Figure 41-21 shows three leveled levels in a band and also the Fermi level for the material. The temperature is 0K. Rank the three levels according to the probability of occupation, greatest first if the temperature is (a) 0K and (b) 1000K. (c) At the latter temperature, rank the levels according to the density of states N(E) there, greatest first.

Short answer

1. The ranking of the three levels according to the probability of occupation at T = 0 K is $level3>level2=level1$.
2. The ranking of the three levels according to the probability of occupation at $T=1000K$is $level3>level2>level1$.
3. At the latter temperature, the ranking of the levels according to the density of states is $\mathrm{level}3>\mathrm{level}2<\mathrm{level}1$.

Step-by-step solution

The given data

1. The levels in a band and also the Fermi level for the material is shown.
2. Temperature, T = 0k and T = 1000 k

Understanding the concept of band levels

Using the occupancy probability and the energy at the three levels, we can get the required probabilities of occupying the band at the two different temperatures. Again, the density of states equation indicates that the density value is directly proportional to the square root of energy. Hence, it determines the value of density of all three leveled energies.

Formulae:

The occupancy probability of the energy level (E) , according to Fermi-Dirac Statistics, having Fermi energy $\left(E_F\right)$ and absolute temperature (T) , is given as-

$P\left(E\right)=\frac{1}{e^{(E-E_F)/kT}+1}$

The density of states associated with the conduction electrons of a metal, is given as-

$N\left(E\right)=\frac{8\sqrt{2}{\mathrm{\pi m}}^{3/2}}{h^3}{E}^{1/2}$

$whereh=6.63\times {10}^{-34}J.s$and $m=9.1x{10}^{-31}kg$ is the mass of the electron.

a) Calculation of the rank of the levels according to the probability at T=0K

At absolute zero temperature ( T = 0 K ), the probability using equation (i) is 1 for all energies less than the Fermi energy and zero for energies greater than the Fermi energy.

Thus, energy at level 3 is 1, while at the other two levels is zero as their energies are greater than Fermi energy.

Hence, according to the diagram, according to occupancy probability the levels are ranked as

level 3 > level 2 = level 1.

b) Calculation of the rank of the levels according to the probability at T=1000K

At temperature, T = 1000 K a few electrons whose energies were less than that of the Fermi energy at T = 0 K move up to states with energies slightly greater than the Fermi energy. That means probability at Fermi energy is $P\left(E_F\right)=0.5$.

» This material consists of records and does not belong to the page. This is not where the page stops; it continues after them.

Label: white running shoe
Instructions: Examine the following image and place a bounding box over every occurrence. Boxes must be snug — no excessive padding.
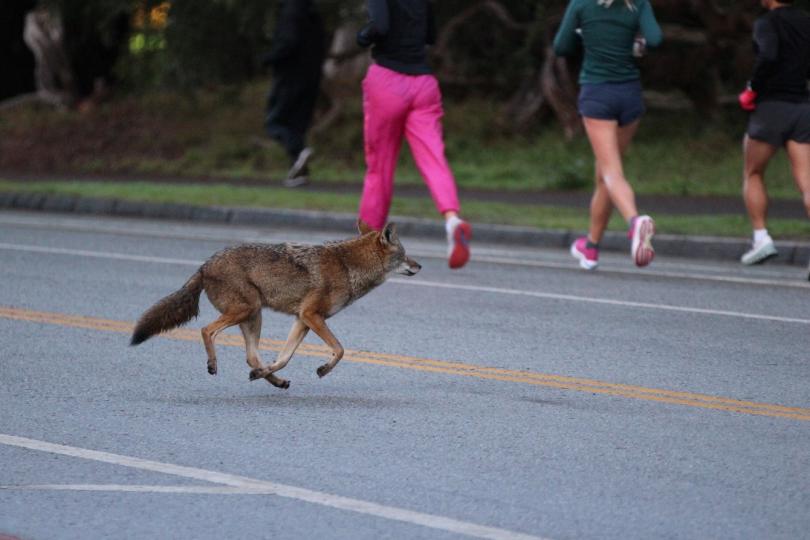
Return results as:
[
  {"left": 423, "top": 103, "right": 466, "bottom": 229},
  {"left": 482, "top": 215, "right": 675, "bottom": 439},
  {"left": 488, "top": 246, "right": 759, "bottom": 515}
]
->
[
  {"left": 740, "top": 236, "right": 779, "bottom": 265},
  {"left": 629, "top": 216, "right": 655, "bottom": 267}
]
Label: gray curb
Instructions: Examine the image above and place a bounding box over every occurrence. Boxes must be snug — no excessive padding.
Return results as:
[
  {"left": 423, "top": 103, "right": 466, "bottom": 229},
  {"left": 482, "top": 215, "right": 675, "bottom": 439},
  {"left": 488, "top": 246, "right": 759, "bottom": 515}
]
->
[{"left": 0, "top": 192, "right": 810, "bottom": 265}]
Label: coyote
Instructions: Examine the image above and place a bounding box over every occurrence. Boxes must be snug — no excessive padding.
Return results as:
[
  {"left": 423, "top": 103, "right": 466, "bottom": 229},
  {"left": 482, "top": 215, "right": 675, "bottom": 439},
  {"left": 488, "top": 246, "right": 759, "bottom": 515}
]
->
[{"left": 130, "top": 221, "right": 422, "bottom": 388}]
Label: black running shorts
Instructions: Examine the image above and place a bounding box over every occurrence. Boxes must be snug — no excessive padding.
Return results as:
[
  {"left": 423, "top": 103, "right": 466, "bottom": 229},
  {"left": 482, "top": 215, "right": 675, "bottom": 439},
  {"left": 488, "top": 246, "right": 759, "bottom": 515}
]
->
[{"left": 746, "top": 101, "right": 810, "bottom": 147}]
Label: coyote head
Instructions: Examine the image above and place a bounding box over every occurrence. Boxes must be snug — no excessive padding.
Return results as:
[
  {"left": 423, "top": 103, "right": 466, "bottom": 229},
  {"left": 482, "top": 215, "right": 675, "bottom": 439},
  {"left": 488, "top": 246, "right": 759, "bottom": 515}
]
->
[{"left": 357, "top": 220, "right": 422, "bottom": 276}]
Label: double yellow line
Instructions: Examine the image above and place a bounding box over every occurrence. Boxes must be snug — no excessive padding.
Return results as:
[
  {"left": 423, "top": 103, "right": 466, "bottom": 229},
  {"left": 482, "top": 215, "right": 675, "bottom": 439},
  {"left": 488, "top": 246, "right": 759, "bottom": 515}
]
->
[{"left": 6, "top": 306, "right": 810, "bottom": 421}]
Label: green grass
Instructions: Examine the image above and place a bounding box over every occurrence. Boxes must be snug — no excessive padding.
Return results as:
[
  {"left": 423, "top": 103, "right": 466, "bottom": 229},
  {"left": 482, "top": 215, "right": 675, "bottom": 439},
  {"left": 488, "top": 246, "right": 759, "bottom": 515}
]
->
[
  {"left": 0, "top": 80, "right": 797, "bottom": 198},
  {"left": 0, "top": 80, "right": 810, "bottom": 238},
  {"left": 0, "top": 180, "right": 810, "bottom": 238}
]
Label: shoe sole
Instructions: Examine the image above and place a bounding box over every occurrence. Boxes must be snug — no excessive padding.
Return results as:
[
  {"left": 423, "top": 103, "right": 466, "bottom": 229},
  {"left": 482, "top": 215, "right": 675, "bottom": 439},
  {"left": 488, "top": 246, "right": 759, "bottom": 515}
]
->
[
  {"left": 633, "top": 219, "right": 655, "bottom": 268},
  {"left": 447, "top": 222, "right": 472, "bottom": 270},
  {"left": 287, "top": 149, "right": 312, "bottom": 179},
  {"left": 740, "top": 248, "right": 779, "bottom": 266},
  {"left": 571, "top": 244, "right": 599, "bottom": 270},
  {"left": 282, "top": 176, "right": 309, "bottom": 187}
]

Thus, the occupancy probability of the levels below the Fermi energy level is higher as compared to the ones above the Fermi level. Also, for the levels present above the fermi level, the higher the level, the less is the occupancy probability.

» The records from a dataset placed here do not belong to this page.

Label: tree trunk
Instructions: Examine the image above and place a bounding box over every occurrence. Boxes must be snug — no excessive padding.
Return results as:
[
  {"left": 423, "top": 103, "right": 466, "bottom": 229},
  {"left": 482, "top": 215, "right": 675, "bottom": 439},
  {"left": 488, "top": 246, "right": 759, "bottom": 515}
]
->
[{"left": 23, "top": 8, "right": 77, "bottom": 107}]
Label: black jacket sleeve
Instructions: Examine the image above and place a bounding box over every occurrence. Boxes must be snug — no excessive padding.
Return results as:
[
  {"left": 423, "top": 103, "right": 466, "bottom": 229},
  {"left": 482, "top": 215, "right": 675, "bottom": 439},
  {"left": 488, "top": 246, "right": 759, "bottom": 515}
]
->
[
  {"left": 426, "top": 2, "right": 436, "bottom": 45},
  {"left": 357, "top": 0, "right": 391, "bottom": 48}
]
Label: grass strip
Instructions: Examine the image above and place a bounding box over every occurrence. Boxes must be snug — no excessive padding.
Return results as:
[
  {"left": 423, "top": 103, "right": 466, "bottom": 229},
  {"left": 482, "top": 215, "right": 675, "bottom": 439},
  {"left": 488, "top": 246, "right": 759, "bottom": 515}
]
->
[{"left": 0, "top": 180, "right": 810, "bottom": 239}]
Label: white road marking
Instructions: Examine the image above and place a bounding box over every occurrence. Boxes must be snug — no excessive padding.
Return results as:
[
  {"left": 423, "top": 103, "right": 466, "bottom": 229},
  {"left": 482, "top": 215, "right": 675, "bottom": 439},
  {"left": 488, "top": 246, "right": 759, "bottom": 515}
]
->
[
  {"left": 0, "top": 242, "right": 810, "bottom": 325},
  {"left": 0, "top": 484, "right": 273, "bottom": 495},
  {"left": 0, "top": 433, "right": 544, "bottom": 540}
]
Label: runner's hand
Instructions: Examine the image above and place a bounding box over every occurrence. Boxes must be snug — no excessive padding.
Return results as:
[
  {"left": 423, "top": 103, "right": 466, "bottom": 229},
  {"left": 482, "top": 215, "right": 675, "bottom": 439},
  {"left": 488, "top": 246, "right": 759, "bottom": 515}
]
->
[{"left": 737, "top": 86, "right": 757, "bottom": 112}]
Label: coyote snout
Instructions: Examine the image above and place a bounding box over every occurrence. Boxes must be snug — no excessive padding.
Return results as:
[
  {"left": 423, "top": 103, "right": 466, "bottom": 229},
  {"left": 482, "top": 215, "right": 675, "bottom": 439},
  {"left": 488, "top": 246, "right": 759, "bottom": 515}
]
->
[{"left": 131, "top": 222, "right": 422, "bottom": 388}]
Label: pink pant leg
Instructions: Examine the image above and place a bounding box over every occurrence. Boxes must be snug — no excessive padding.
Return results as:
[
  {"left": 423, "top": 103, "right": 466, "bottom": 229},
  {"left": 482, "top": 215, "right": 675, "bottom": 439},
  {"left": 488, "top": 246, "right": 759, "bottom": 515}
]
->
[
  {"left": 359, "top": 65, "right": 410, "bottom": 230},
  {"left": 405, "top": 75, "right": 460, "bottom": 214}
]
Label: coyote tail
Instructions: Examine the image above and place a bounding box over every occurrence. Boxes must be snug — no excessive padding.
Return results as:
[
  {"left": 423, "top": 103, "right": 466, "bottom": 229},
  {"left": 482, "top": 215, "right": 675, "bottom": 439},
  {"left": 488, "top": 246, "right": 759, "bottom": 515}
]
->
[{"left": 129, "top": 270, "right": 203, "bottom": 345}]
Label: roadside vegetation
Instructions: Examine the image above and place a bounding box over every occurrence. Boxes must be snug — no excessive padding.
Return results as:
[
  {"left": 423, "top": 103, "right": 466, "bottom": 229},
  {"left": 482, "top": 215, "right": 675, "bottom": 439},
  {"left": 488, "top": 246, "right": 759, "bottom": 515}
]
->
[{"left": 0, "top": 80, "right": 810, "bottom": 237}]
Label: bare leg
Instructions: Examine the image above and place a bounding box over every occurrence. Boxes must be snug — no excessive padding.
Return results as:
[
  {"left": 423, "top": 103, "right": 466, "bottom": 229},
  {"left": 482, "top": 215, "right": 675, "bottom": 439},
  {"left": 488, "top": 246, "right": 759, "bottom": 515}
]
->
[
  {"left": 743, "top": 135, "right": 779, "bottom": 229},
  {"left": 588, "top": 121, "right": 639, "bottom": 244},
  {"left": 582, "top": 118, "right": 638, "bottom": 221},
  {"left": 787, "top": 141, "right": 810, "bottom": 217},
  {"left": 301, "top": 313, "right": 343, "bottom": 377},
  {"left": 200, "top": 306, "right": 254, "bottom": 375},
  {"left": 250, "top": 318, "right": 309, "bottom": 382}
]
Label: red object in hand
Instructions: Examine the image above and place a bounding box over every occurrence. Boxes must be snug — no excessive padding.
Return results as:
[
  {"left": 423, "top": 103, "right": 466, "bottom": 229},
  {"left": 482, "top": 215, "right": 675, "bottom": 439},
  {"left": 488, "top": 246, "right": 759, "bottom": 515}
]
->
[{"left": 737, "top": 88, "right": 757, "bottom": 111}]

Hence, at 1000 K , the three levels are ranked as-

level 3>level 2>level 1.

c) Calculation of ranking of the levels according to the number density

From equation (ii), we get that the density of states is proportional to square root of energy

$\mathrm{N}\left(E\right)\infty E^{1/2}$.

According the diagram, the ranking of the energies of the three levels is $E_3<E_2<E_1$.